This op-ed was distributed by Trice Edney Newswire.
June is Pride month in the United States. In big cities and small communities, LGBTQ+ people and their friends, families, and allies will celebrate freedom and progress toward full equality. All fair-minded Americans can celebrate that progress. But there is a growing shadow over this year’s celebrations. The far-right political movement is aggressively trying to turn back the clock to a time when LGBTQ+ people were not treated equally under the law. Anti-equality legal groups and anti-equality politicians are pushing legal and political attacks on our most vulnerable young people. MAGA movement political operatives are trying to win elections by stirring up fear and hatred against LGBTQ+ people.
They are proposing and passing laws that are stunning in their cruelty. Some make it a crime for librarians to let students read books with gay themes and characters—or for teachers to provide supportive information to LGBTQ+ students. Some make it a crime for doctors to provide appropriate health care to transgender youth. In Texas, parents who are simply trying to love and support their trans kids can now be charged with child abuse.
That is beyond unacceptable. It is sadistic. Driving the passage of those laws is a false and inflammatory campaign to portray support for LGBTQ+ people as the equivalent of pedophilia. Right-wing elected activists and pundits smear gay people as threats to children, and equality advocates as “groomers.”
That kind of smear is dangerous. False and demonizing stereotypes have a long history that Black people know well. Lies about Black men were used by violent bigots to justify lynching as necessary to “protect” White women—and continue to drive police violence against Black people today. The more elected officials and far right-wing activists spread the “groomer” lie, the more likely it is that some bigots will try to justify discrimination and violence against LGBTQ+ people as necessary to “protect” children and youth. And then there’s the Supreme Court. Historically, it was in June that the Supreme Court overturned state laws that made gay people criminals.

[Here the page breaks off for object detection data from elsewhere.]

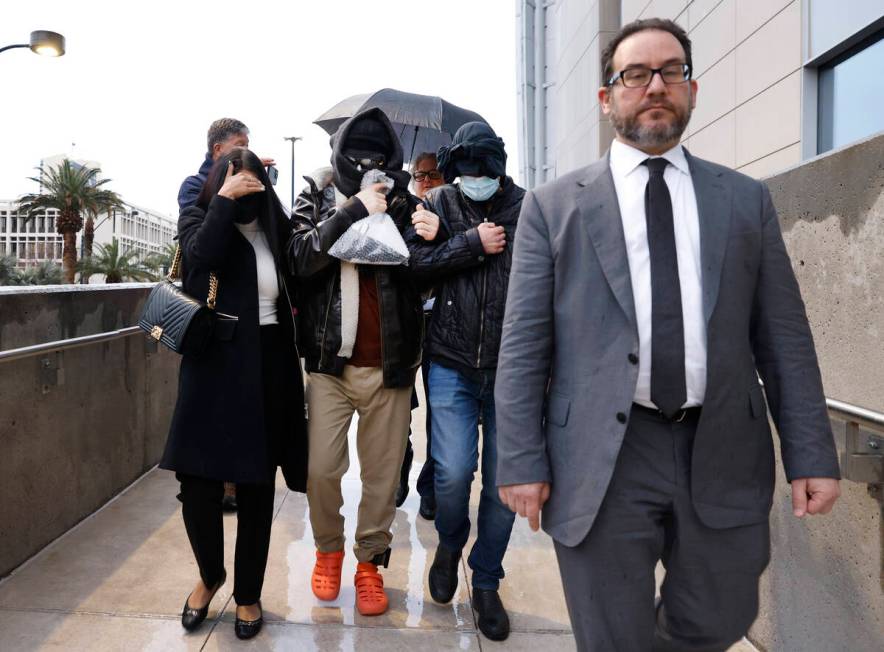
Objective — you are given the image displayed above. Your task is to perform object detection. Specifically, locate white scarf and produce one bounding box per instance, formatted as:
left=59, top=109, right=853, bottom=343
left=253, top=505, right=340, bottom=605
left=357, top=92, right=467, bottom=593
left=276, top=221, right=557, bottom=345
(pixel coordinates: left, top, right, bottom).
left=335, top=188, right=359, bottom=358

A dozen years later, in another June decision, the court ruled that states cannot refuse to marry same-sex couples. June has given us many reasons to celebrate the march toward full equality. But that could all change. Thanks to hard-right justices named by former President Donald Trump, the same majority that considers states’ rights more important than voting rights is preparing to overturn Roe v. Wade—stripping Americans of a constitutional right that the court has recognized for half a century. The far-right court majority’s eagerness to eliminate a long-recognized right to privacy and abortion is deeply troubling to those of us who support legal equality. Anti-LGBTQ+ legal and political groups that urged the Court to overturn Roe v Wade are hoping the same justices will reverse more recent rulings that recognized the equality of LGBTQ+ people and same-sex couples.
They don’t just want to overturn the court’s marriage equality ruling. They also want the court to let states criminalize homosexuality, making it possible again for gay people to be fired, or have their children taken away from them, because of their sexual orientation. They want to make America discriminate again. It is time for all Americans who support equality and civil rights to reject anti-LGBTQ+ smears and the harm and the discrimination they cause. And it is time to remember that the earliest equality marches were not focused on pride, but on freedom and liberation—from police harassment, oppressive laws and culture, and institutional discrimination. Let’s celebrate pride this month.
We could all use a good dance party right about now. But let’s also make sure that people understand how much progress is at risk. And let’s organize. We’re just six months away from local, state, and national elections. Those elections will either give more power to the raging anti-freedom forces that want to take the country back—and move us all backwards—or they will help us move toward the goal of freedom and justice for all.